Musica Bayreuth: Ein beeindruckend fröhlich vitaler Konzertabend mit L‘arte dell mondo im Markgräflichen Opernhaus

Sie waren an diesem Samstagabend die Stars auf der Bühne des Markgräflichen Opernhauses: Nachbauten barocker Illusionsmaschinen. Die Originale hat man 1962 in einer großen Entrümpelungsaktion auf einer Deponie entsorgt. Die Bayerische Staatsoper hatte damals ihr weiteres Engagement bei der „Fränkischen Festwoche“ davon abhängig gemacht, dass auf der Bühne im Opernhaus „aufgeräumt“ werde. Was man dann auch tat. Was sich die Verantwortlichen damals dabei gedacht haben? - Vermutlich wenig bis nichts. Hirnlos, eben.
Umso schöner, dass es diese Effektmaschinen dank eines ebenso ehrgeizigen wie irrwitzigen Schulprojekts wieder gibt. Fachgerecht konstruiert und von ihrer Klangwirkung her schlichtweg verblüffend. Zumal wenn man sie, wie in diesem Konzert, einmal im Zusammenwirken mit einem Orchester erleben darf.

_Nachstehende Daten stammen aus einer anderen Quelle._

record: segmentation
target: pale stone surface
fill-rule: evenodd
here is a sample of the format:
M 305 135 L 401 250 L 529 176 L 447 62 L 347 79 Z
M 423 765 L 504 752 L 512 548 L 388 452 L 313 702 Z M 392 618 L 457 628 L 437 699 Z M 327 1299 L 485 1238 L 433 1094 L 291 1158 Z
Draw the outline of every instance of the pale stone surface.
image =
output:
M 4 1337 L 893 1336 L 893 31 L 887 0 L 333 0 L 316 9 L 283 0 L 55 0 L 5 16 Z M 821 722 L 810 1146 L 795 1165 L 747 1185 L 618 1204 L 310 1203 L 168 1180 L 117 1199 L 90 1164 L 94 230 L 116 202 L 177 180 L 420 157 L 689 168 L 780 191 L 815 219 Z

Für das auf Einladung der Musica Bayreuth im Opernhaus gastierende Orchester L‘arte dell mondo war das übrigens auch Neuland, wie Dirigent Werner Ehrhardt im Verlauf des Abends verkündete. Weshalb er diesen Maschinen reichlich Gelegenheit gab, gemäß dem Motto des Konzerts, für Sturmmusiken, zu sorgen. Und so zogen drinnen im Opernhaus in steter Folge Unwetter auf und wieder ab. Was für ein Spektakel!

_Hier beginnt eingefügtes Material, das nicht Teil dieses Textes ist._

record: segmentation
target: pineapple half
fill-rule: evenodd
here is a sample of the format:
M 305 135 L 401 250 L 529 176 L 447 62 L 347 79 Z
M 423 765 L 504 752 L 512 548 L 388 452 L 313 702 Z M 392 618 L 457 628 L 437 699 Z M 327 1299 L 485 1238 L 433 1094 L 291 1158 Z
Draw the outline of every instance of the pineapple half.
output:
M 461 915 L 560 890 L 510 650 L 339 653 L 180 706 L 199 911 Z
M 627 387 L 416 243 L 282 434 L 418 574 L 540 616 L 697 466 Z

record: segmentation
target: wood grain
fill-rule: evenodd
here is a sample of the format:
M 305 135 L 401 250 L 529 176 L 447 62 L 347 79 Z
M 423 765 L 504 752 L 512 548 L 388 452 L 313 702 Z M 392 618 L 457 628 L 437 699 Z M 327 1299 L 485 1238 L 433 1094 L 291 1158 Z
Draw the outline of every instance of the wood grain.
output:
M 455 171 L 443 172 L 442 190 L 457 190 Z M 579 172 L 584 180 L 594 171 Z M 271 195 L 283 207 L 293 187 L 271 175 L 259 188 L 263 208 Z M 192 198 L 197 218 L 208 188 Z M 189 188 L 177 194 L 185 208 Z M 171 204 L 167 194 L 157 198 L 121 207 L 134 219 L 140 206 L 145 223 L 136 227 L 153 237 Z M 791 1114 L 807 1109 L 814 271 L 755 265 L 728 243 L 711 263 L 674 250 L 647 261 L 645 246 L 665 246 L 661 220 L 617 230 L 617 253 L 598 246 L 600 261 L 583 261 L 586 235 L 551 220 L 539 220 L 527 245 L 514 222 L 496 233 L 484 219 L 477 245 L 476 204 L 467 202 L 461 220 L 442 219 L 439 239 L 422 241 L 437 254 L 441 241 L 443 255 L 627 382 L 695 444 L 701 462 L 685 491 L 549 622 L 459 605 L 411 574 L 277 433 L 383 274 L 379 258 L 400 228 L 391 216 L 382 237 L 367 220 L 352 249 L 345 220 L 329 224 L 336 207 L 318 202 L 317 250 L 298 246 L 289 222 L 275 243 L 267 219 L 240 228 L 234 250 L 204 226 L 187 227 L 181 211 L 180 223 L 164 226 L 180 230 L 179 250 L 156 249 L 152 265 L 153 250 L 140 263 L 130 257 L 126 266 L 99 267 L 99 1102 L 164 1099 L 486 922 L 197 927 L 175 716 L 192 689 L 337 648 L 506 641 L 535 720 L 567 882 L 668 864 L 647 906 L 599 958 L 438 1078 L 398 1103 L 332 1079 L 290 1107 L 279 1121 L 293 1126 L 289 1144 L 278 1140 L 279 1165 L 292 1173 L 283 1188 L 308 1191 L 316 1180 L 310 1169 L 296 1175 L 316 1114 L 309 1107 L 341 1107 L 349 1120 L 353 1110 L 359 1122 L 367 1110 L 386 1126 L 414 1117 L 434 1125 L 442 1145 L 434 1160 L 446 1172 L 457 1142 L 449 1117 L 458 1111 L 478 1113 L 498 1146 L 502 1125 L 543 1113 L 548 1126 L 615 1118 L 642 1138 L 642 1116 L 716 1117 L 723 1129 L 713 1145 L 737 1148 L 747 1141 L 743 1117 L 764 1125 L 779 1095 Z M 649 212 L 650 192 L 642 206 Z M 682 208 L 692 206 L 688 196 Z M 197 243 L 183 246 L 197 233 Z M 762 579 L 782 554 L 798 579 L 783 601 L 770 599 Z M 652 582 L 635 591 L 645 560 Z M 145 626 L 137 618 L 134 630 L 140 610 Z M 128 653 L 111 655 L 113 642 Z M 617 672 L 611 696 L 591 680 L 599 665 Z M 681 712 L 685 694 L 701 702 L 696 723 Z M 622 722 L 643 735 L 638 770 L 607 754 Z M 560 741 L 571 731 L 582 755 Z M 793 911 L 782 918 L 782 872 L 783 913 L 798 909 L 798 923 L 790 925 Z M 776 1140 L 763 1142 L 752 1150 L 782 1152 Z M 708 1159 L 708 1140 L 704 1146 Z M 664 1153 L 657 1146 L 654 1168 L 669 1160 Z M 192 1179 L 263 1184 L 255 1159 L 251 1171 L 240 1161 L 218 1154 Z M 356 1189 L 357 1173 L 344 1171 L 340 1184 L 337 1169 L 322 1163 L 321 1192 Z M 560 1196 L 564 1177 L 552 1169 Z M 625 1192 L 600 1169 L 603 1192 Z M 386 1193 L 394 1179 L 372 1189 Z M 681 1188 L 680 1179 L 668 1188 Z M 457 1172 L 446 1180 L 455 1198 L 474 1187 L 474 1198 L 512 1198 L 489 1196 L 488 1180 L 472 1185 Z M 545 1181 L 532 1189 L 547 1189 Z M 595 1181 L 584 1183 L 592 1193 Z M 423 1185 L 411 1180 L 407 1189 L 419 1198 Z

Wobei anzumerken ist, dass diese Art von Begleitmusik in den Werken, die L‘arte dell mondo an diesem Abend präsentierte, nicht zwingend vorgesehen ist. Aber, wie im Verlauf des Konzerts immer wieder festzustellen war, hervorragend dazu passt. Jean-Féry Rebels (1666 – 1747) „Les Éléments“, beispielsweise, ist eine Art barocke Programmmusik, die einerseits ganz dem Geist ihrer Zeit verhaftet ist und dennoch in die Zukunft weist. So dominieren in dieser Komposition zwar, wie damals üblich, Tanzrhythmen das musikalische Geschehen, doch in der Darstellung der Elemente Feuer, Luft, Wasser und Erde beschritt Rebel neue Wege. Wobei er allerdings durchaus darauf bedacht war, sein Publikum nicht vor den Kopf zu stoßen. Man findet sich daher auch ohne Wissen um die Programmatik in dieser szenischen Symphonie zurecht. Zumal, wenn sie so plastisch dargeboten werden, wie an diesem Abend. Denn Ehrhard und sein Orchester verfolgten einen klaren, geradlinigen Kurs ohne Experimente, investierten dafür aber kräftig in Klangfarben.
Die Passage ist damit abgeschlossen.